The Call for 2022 Awards
The Sociology of Law Section offers multiple awards distributed at the annual meeting of the American Sociological Association in August each year.
Distinguished Book Award
The Sociology of Law Section solicits nominations for the 2022 Distinguished Book Award recognizing an outstanding book published in 2020, 2021, or 2022 in the sociology of law. Self-nominations are welcomed. Nominees need not be members of the section, although they are encouraged to become members, but persons nominating books must be section members at the time of nomination. To nominate a book, please submit a brief letter highlighting its contributions to the field to the award committee chair, Jennifer Carlson (jennifercarlson@email.arizona.edu), who will provide the names and addresses to which copies of the book should be mailed. In the subject line of your email please write “Nomination for Sociology of Law Book Award.”
Deadline: February 15, 2022
Distinguished Article Award
The Sociology of Law Section solicits nominations for the 2022 Distinguished Article Award recognizing an outstanding journal article published in 2020, 2021, or 2022 in the sociology of law. Self-nominations are welcomed. Nominees need not be members of the section, although they are encouraged to become members. To nominate an article, please submit a PDF of the article, together with a brief letter highlighting its contributions to the field, to the award committee chair, Swethaa Ballakrishnen (sballakrishnen@law.uci.edu). In the subject line of your email please write “Nomination for Sociology of Law Article Award.”

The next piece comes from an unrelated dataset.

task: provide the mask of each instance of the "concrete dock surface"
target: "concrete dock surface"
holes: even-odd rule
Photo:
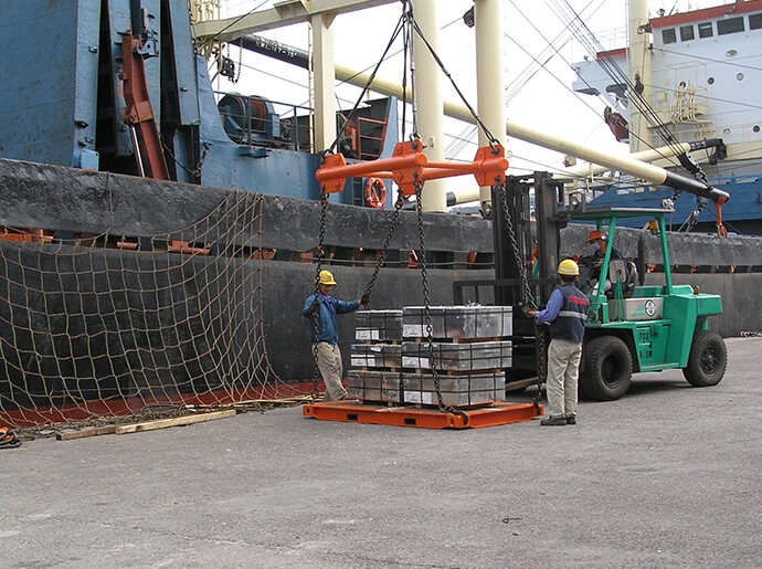
[[[0,450],[0,568],[762,567],[762,338],[575,426],[300,408]],[[531,391],[512,398],[530,400]]]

Deadline: February 15, 2022
Graduate Student Paper Award
The Sociology of Law Section solicits nominations for the 2022 Distinguished Graduate Student Paper Award recognizing an outstanding paper written in 2020, 2021, or 2022 in the sociology of law. The author (or first author, in the case of multiple authorship) must have been a graduate student when the paper was written. Self-nominations are welcomed, as are nominations by faculty advisors or other section members. Nominees need not be members of the section, although they are encouraged to become members. If unpublished, nominated papers must be double-spaced and article length. To nominate a paper, please submit a PDF of the paper (in published or unpublished form), together with a brief letter highlighting its contributions to the field, to the award committee chair, Stefan Vogler (vogler-stefan@norc.org). In the subject line of your email please write “Nomination for Sociology of Law Graduate Student Paper Award.”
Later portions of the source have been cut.